If the day continues like this, you may well find yourself over-eating, binge drinking, crying, looking at questionable content on the web, etc. But, it does not have to be like this. You CAN be the mistress of your own happy and successful life by empowering yourself, and not depending on other people's approval of you to create our own success in life.
Too often we sit around and wait for others to like us before we can begin to like ourselves. We wait for that perfect lover who will show us that we are worthwhile, lovable people. We wait for friends to call us and shower us with compliments and well wishes. We long to be loved, and yet...we refuse to love ourselves. We cannot receive what we do not give.
Empowering ourselves requires us to "be that change we want to see in the world". It requires us to give words of encouragement to people we know who are down and depressed. It requires us "dressing the part" putting on the nicest outfit we own, keeping our fingernails clean, our homes clean, and our lives uncluttered and simplified. When we find ourselves sitting at the bottom of the proverbial barrel, empowering ourselves means not waiting for a hand up and out, but being that hand up and out.

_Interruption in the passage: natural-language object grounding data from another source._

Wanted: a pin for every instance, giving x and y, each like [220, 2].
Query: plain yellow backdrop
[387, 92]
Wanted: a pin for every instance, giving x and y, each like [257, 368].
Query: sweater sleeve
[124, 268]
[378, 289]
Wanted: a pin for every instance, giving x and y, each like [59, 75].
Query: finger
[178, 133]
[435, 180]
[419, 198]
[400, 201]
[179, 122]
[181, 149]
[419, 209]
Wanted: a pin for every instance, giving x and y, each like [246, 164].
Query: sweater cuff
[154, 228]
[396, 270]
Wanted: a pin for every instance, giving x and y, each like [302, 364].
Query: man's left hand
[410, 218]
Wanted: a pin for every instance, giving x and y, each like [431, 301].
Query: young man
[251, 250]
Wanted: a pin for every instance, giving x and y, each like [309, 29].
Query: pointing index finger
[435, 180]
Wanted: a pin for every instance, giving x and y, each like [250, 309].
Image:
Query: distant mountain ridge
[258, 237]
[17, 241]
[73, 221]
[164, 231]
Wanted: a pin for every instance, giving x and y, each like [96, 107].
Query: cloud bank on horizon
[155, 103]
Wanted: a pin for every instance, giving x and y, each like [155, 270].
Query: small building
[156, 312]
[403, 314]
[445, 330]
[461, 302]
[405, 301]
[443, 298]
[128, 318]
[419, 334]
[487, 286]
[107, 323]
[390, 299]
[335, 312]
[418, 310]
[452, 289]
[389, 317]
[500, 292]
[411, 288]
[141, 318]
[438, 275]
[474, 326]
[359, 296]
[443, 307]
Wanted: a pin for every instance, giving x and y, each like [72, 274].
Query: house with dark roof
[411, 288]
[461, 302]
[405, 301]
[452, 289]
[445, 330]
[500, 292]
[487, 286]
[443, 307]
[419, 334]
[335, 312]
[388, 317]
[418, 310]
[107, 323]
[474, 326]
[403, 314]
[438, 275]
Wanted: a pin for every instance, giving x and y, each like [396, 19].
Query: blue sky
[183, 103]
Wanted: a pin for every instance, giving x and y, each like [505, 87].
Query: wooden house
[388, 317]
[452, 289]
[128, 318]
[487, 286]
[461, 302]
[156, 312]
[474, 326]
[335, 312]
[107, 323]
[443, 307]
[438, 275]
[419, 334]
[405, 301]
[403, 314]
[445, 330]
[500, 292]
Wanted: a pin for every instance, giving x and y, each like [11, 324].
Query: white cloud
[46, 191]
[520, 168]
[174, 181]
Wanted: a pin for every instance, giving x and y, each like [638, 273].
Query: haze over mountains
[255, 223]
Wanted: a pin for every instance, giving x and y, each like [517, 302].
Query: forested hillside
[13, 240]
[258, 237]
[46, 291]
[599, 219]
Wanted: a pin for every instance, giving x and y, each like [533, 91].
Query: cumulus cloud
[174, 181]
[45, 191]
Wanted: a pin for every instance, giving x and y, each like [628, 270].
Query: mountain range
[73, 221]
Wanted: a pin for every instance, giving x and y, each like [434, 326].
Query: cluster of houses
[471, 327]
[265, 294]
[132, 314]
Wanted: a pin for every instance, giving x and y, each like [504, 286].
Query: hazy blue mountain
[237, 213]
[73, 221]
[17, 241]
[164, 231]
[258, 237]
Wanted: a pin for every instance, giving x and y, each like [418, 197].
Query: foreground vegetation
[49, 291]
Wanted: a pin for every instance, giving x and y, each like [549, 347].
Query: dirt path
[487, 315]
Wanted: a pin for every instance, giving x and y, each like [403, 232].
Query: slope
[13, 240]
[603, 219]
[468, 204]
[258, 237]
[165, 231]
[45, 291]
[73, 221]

A friend of mine, who I'll call Margo, had spent 15 years in a relationship with a verbally and sometimes physically, abusive man who constantly berated her and told her how worthless she was. She went to counseling many times, trying to fix herself and make herself perfect for her husband, only to find out that there was nothing she could do or change about herself to make her husband love her. Margo was devastated and fell into a weak and vulnerable state of depression. Things could have ended badly for Margo, but with just a little bit of encouragement from some friends, she gathered the strength and courage to have her husband physically removed from their home after a particularly frightening bout of verbal abuse and threats made towards her and her friends.
It wasn't easy for Margo to have her husband put out of their home. She loved him very much, but after he was gone for a few months, her mind became more clear and she could see how things had actually been. It was during this time that she sought ways of empowering herself so that she could get on with her life. The hardest thing to do had been to learn to love herself, but as she began to take better care of herself, wear nicer clothes, get her hair and nails done without worrying about her husband flying into a jealous rage, she was able to be a better friend to others who needed her. Little by little her strength increased each day, and with an increase in her own personal power, she became happier and more outgoing, and more fun to be around.
Eventually, Margo attracted a man into her life who loved to sit with her and chat while she milked goats in the evening, who wasn't afraid of cats or spiders, and told her he loved her every day. Eventually, she was able to look at her old relationship for what it really was, and began helping other women, like herself, who found themselves involved with weak men who sought to feel stronger by stealing power from other people. We can never become powerful by making others weak. The power must be given away, in love, for both ourselves and others, to be realized. Only when we truly love ourselves will we become personally empowered and create our own success in life.